In an earlier posting, here, I noted Commissioner Everson's March 27 suggestion that public disclosure of certain corporate tax return information would further tax law compliance. Everson has connected the need for greater transparency in part to the discrepancy between financial statement reporting and tax reporting that creates an inherent tension between increasing book profits and decreasing taxable income. See this March 14 speech before the National Press Club.
Senator Grassley, chair of the Senate Finance Committee, is apparently interested in developing legislation to provide greater transparency. See this April 3 story in the Daily Tax Report. Similarly, practitioners Peter Canellos of Wachtell, Lipton and Ed Kleinbard of Cleary, Gottlieb have suggested that the Schedule M-3 reconciliation of book-tax numbers, and specific information relating to cash taxes paid, should be made available to the public (perhaps as part of the regular SEC filing of public companies). Id.
Many tax practitioners, however, have responded negatively to Everson's suggestion, asserting that disclosure might actually increase noncompliance while negatively impacting U.S. corporations' competitiveness. Id. They suggest that disclosure of respected companies' aggressive tax strategies will result in a race to the bottom in which other companies adopt strategies already employed by their competitors, or companies might disguise strategies in order to avoid bad publicity. Id.

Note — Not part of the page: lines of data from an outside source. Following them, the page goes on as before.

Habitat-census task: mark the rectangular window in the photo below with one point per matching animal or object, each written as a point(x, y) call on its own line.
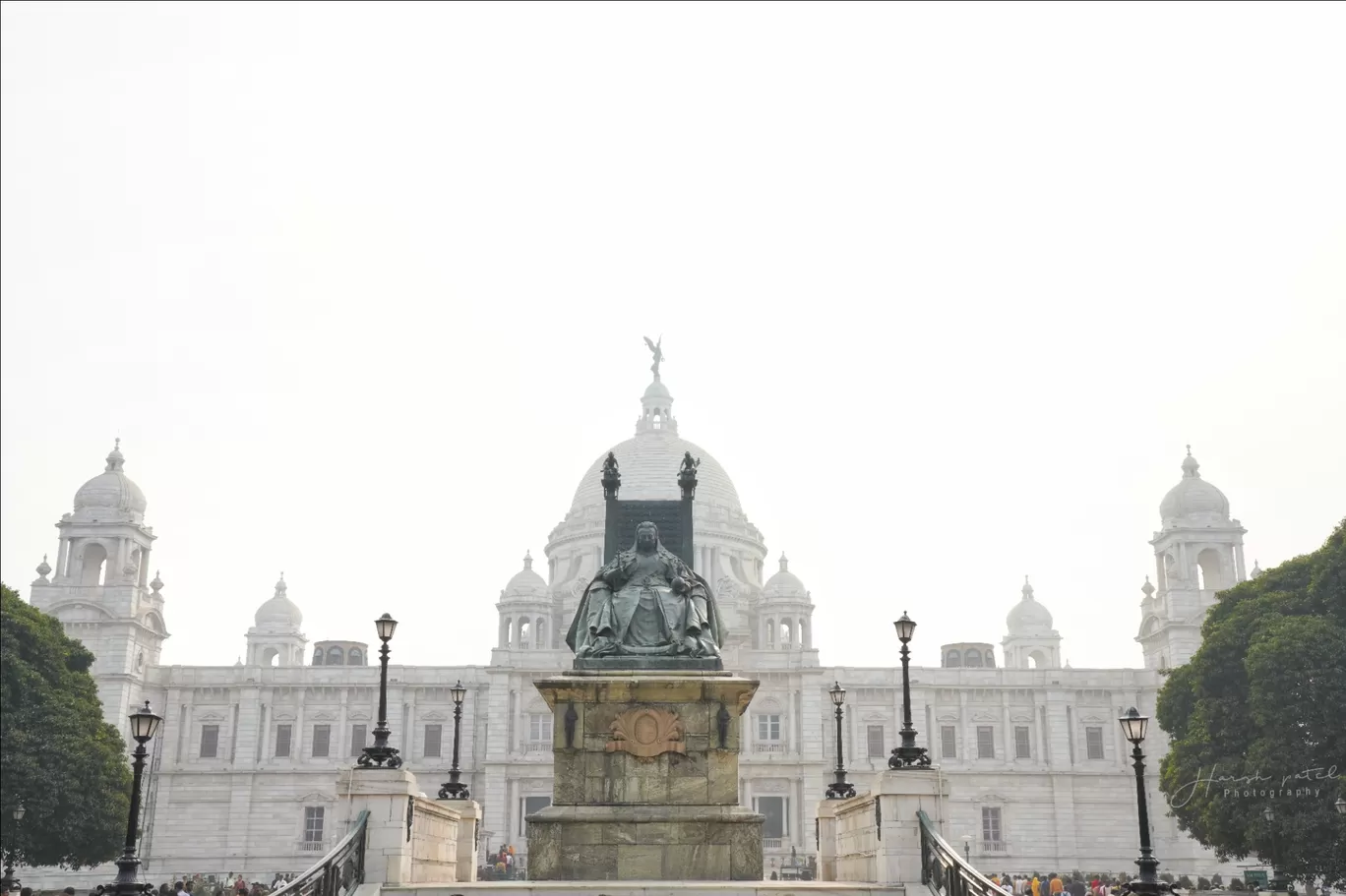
point(209, 741)
point(991, 838)
point(777, 810)
point(986, 742)
point(1093, 743)
point(540, 728)
point(282, 741)
point(526, 806)
point(314, 823)
point(322, 735)
point(874, 735)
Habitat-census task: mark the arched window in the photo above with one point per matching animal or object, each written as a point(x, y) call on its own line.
point(94, 560)
point(1209, 570)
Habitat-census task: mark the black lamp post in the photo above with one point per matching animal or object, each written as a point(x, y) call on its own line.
point(838, 789)
point(381, 755)
point(1276, 883)
point(1133, 727)
point(11, 883)
point(145, 724)
point(456, 789)
point(907, 755)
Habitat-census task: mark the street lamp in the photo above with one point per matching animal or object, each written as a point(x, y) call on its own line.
point(907, 755)
point(456, 789)
point(381, 755)
point(1276, 884)
point(11, 883)
point(1148, 884)
point(838, 789)
point(145, 724)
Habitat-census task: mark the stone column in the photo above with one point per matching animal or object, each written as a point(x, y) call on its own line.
point(383, 793)
point(468, 855)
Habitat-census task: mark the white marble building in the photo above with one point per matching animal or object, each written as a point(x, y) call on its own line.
point(244, 772)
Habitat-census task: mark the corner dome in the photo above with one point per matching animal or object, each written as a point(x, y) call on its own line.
point(280, 611)
point(112, 490)
point(525, 582)
point(1028, 617)
point(783, 582)
point(1193, 497)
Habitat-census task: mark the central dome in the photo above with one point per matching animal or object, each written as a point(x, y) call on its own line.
point(649, 464)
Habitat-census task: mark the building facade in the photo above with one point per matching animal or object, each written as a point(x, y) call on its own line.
point(244, 772)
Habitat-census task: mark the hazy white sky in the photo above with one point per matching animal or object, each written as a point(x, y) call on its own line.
point(946, 288)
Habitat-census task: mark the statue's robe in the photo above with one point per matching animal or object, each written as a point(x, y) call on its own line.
point(632, 608)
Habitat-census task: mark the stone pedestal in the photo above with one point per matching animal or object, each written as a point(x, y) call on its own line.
point(646, 779)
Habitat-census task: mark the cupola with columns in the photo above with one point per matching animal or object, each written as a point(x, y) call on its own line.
point(275, 638)
point(526, 611)
point(783, 614)
point(99, 588)
point(1030, 640)
point(1198, 553)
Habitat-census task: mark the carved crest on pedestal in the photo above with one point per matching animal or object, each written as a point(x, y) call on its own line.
point(646, 734)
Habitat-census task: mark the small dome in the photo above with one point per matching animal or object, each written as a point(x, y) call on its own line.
point(525, 581)
point(1028, 617)
point(278, 613)
point(1193, 497)
point(785, 582)
point(112, 489)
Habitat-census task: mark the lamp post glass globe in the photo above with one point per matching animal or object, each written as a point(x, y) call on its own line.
point(1133, 725)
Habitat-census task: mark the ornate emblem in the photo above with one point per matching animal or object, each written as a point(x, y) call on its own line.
point(646, 734)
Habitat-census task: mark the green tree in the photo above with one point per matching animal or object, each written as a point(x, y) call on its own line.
point(1256, 720)
point(58, 756)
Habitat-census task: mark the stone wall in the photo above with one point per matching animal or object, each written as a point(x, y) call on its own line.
point(434, 842)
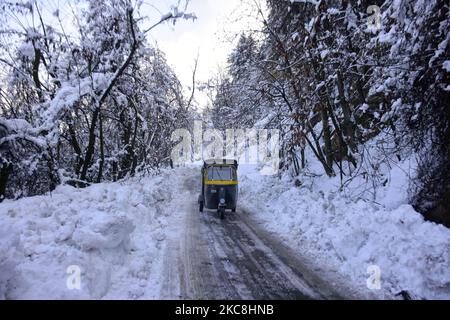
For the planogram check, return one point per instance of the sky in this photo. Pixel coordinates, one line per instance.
(211, 36)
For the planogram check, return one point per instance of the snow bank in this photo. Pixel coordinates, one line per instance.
(341, 235)
(110, 232)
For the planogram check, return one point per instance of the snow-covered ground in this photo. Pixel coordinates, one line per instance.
(341, 233)
(112, 232)
(116, 233)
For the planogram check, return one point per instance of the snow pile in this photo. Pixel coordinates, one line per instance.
(344, 236)
(111, 232)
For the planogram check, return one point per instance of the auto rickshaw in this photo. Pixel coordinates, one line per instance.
(219, 186)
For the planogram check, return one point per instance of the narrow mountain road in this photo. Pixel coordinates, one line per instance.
(209, 258)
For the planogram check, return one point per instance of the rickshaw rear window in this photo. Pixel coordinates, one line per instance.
(220, 173)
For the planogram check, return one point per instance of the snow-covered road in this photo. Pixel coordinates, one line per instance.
(209, 258)
(144, 238)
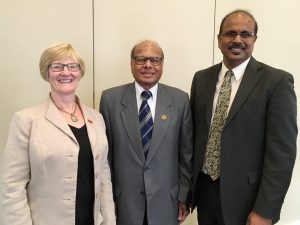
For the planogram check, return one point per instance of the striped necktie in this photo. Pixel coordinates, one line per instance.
(146, 122)
(211, 164)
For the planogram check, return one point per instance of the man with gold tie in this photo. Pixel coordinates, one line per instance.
(244, 115)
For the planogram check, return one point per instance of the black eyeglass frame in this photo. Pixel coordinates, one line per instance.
(234, 34)
(154, 60)
(68, 65)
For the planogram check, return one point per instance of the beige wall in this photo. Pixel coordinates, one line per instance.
(104, 31)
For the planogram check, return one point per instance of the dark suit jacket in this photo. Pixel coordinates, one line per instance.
(165, 177)
(258, 146)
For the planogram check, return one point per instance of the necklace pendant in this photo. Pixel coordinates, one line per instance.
(74, 117)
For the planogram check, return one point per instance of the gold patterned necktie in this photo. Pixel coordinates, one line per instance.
(211, 164)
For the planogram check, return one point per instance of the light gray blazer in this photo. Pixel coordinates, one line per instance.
(40, 168)
(165, 177)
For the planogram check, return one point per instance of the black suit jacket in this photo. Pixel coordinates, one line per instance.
(258, 146)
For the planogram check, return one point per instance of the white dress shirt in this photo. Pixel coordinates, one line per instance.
(235, 82)
(151, 101)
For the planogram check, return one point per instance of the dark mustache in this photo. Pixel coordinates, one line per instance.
(237, 45)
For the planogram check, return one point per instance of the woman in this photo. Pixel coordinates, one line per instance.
(56, 168)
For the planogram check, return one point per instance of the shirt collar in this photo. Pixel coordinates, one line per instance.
(238, 70)
(139, 89)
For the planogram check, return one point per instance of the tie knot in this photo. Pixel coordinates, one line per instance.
(146, 95)
(229, 73)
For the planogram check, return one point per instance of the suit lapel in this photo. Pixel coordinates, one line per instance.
(129, 115)
(161, 122)
(53, 116)
(248, 83)
(211, 81)
(88, 118)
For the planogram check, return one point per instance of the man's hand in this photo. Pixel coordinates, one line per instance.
(183, 212)
(256, 219)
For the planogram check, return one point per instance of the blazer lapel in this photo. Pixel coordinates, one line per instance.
(53, 116)
(249, 81)
(88, 118)
(129, 115)
(211, 81)
(161, 121)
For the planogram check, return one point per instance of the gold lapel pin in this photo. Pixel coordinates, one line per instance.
(163, 117)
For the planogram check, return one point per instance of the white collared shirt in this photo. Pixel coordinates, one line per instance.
(235, 82)
(151, 101)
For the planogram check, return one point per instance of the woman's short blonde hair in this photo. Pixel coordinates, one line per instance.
(59, 52)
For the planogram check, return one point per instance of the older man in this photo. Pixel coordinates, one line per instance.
(149, 129)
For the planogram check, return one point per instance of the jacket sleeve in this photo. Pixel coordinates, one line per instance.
(17, 173)
(185, 154)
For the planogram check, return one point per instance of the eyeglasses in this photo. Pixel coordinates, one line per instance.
(243, 35)
(141, 60)
(58, 67)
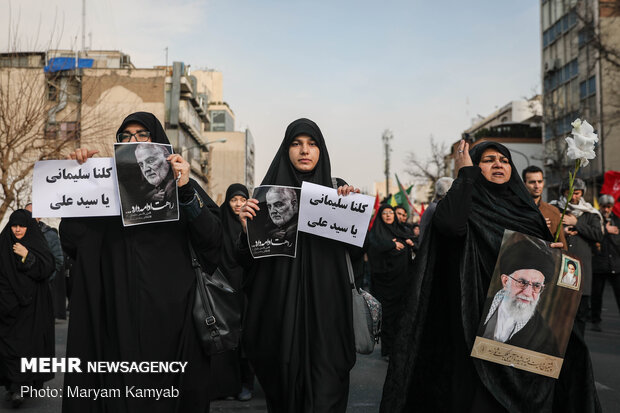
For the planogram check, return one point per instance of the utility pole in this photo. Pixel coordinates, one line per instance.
(386, 138)
(83, 25)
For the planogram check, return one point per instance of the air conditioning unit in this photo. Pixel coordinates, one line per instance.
(125, 60)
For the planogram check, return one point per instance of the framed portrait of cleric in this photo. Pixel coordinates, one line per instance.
(528, 315)
(274, 229)
(146, 186)
(570, 273)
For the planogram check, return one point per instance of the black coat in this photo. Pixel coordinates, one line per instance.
(299, 325)
(606, 258)
(583, 245)
(133, 291)
(26, 312)
(431, 368)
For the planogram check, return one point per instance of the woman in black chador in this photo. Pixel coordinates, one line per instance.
(231, 374)
(389, 254)
(299, 332)
(431, 368)
(133, 292)
(26, 312)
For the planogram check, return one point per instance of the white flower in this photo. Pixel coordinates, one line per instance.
(581, 145)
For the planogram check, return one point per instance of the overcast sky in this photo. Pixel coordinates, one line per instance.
(355, 67)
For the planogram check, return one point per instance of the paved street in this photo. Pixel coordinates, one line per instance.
(369, 372)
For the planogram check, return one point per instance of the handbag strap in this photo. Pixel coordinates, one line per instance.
(350, 270)
(206, 305)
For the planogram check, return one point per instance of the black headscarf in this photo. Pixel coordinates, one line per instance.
(21, 279)
(299, 332)
(387, 232)
(282, 172)
(231, 228)
(451, 280)
(150, 122)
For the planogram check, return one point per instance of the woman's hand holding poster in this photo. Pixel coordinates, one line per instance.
(324, 213)
(316, 209)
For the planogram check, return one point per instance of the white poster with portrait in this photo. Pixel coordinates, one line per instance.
(146, 183)
(64, 188)
(273, 231)
(324, 213)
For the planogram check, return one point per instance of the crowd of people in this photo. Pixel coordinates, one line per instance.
(131, 290)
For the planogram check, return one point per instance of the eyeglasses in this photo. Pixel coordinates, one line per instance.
(140, 136)
(536, 287)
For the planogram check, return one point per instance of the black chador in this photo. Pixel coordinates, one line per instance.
(225, 367)
(132, 299)
(299, 333)
(26, 312)
(431, 368)
(389, 272)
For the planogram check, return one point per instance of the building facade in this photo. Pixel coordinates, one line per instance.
(580, 79)
(231, 155)
(61, 100)
(517, 125)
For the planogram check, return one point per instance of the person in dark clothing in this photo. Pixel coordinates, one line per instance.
(57, 280)
(299, 323)
(231, 372)
(133, 292)
(389, 255)
(534, 181)
(442, 186)
(431, 368)
(26, 313)
(606, 260)
(583, 228)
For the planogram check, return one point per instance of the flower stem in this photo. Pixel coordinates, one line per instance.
(568, 198)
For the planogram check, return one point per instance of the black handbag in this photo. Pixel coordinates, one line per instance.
(366, 315)
(216, 312)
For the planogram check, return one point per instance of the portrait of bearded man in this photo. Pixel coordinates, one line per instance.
(512, 316)
(282, 206)
(152, 160)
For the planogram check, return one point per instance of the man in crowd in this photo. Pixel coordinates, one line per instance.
(401, 214)
(441, 189)
(57, 280)
(535, 184)
(583, 227)
(606, 260)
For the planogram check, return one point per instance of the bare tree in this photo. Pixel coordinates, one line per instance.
(41, 115)
(431, 168)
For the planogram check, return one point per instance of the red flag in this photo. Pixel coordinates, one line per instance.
(611, 186)
(375, 209)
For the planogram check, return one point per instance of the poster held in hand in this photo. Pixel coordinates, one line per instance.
(529, 312)
(64, 188)
(146, 184)
(324, 213)
(273, 231)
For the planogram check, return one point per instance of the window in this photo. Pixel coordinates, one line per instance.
(52, 92)
(587, 88)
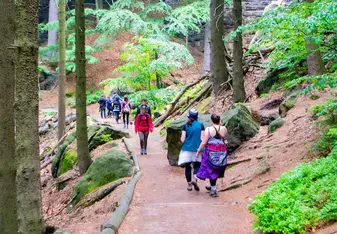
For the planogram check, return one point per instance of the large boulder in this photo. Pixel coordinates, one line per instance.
(240, 125)
(109, 167)
(238, 121)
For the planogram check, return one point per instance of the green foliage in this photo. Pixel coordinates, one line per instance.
(287, 29)
(299, 199)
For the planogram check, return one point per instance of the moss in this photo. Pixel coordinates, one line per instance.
(68, 162)
(277, 123)
(109, 167)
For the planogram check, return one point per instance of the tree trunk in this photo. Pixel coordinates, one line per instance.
(218, 63)
(8, 208)
(26, 119)
(81, 108)
(53, 16)
(238, 82)
(99, 4)
(207, 49)
(62, 69)
(314, 59)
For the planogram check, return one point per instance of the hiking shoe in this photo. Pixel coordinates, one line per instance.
(189, 187)
(195, 185)
(213, 193)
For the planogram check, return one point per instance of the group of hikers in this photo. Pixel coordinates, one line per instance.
(143, 121)
(204, 150)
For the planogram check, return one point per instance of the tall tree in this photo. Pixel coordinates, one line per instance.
(62, 69)
(207, 49)
(314, 59)
(8, 209)
(218, 63)
(53, 16)
(26, 119)
(238, 82)
(81, 109)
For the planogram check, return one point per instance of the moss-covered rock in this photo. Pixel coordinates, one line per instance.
(173, 137)
(99, 135)
(109, 167)
(277, 123)
(238, 121)
(203, 107)
(287, 104)
(240, 125)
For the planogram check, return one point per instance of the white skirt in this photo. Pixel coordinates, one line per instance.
(187, 157)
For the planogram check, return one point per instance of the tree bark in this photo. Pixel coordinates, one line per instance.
(314, 59)
(26, 119)
(62, 69)
(238, 82)
(207, 49)
(53, 16)
(8, 208)
(84, 159)
(218, 63)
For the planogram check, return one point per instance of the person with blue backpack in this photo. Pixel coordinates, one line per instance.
(214, 158)
(191, 136)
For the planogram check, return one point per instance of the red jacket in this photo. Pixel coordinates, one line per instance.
(143, 123)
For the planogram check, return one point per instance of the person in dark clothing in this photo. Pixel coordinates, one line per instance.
(143, 126)
(191, 136)
(147, 107)
(126, 109)
(109, 106)
(102, 106)
(116, 109)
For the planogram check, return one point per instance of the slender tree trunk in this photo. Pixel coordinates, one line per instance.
(8, 208)
(314, 59)
(238, 82)
(53, 16)
(62, 69)
(218, 63)
(26, 119)
(81, 108)
(207, 49)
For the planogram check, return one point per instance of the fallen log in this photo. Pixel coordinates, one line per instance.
(173, 104)
(98, 195)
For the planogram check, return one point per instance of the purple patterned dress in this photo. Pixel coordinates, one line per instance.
(207, 169)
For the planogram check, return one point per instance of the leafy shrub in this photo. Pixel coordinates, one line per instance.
(299, 199)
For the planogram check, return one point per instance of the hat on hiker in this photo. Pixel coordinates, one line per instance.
(193, 114)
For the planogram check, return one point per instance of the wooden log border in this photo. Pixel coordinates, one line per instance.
(112, 225)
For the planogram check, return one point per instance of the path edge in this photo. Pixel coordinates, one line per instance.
(112, 225)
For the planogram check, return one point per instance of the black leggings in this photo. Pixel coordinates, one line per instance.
(188, 170)
(126, 118)
(213, 182)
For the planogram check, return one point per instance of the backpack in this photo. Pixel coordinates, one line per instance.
(127, 107)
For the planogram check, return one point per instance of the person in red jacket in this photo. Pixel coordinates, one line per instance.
(143, 126)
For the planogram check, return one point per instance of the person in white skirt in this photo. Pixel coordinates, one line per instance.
(191, 137)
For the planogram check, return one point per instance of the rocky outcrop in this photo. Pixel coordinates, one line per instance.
(109, 167)
(239, 123)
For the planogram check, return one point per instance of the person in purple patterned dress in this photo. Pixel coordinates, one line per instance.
(214, 158)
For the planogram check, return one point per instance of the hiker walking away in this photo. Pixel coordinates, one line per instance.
(126, 109)
(191, 135)
(214, 158)
(109, 106)
(147, 107)
(102, 106)
(143, 126)
(116, 107)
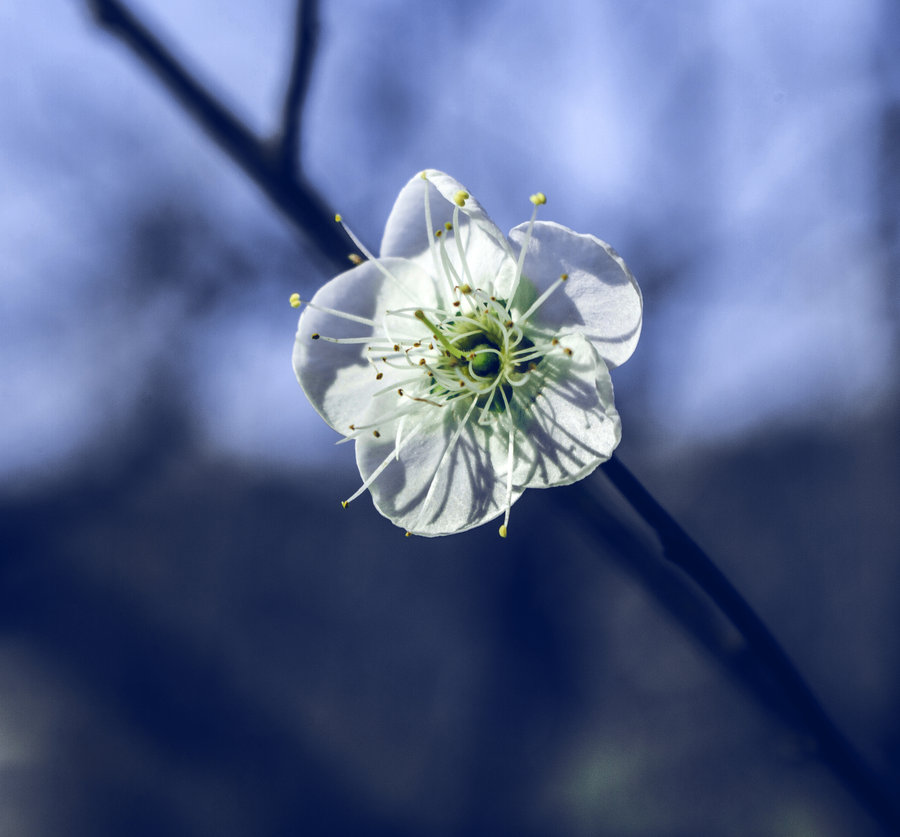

The arguments about harm to competitiveness seem to be overstated. Public corporations already are required to share considerable tax information through the SEC filing requirements. And while the race-to-the-bottom concern is real, transparency should, on balance, encourage better compliance rather than fostering greater compliance failures. If corporate return information is released, along with a clear report on cash taxes paid and a reconciliation of taxes paid to financial statement tax provisions, the public will be able to see whether corporations that make huge profits are carrying a fair share of the tax burden. Corporate social responsibility has received considerable attention in recent years, and the shaming effect of public scrutiny of actual tax payments can be significant. See my article "Putting SEC Heat on Corporate Tax Shelters, available here on SSRN.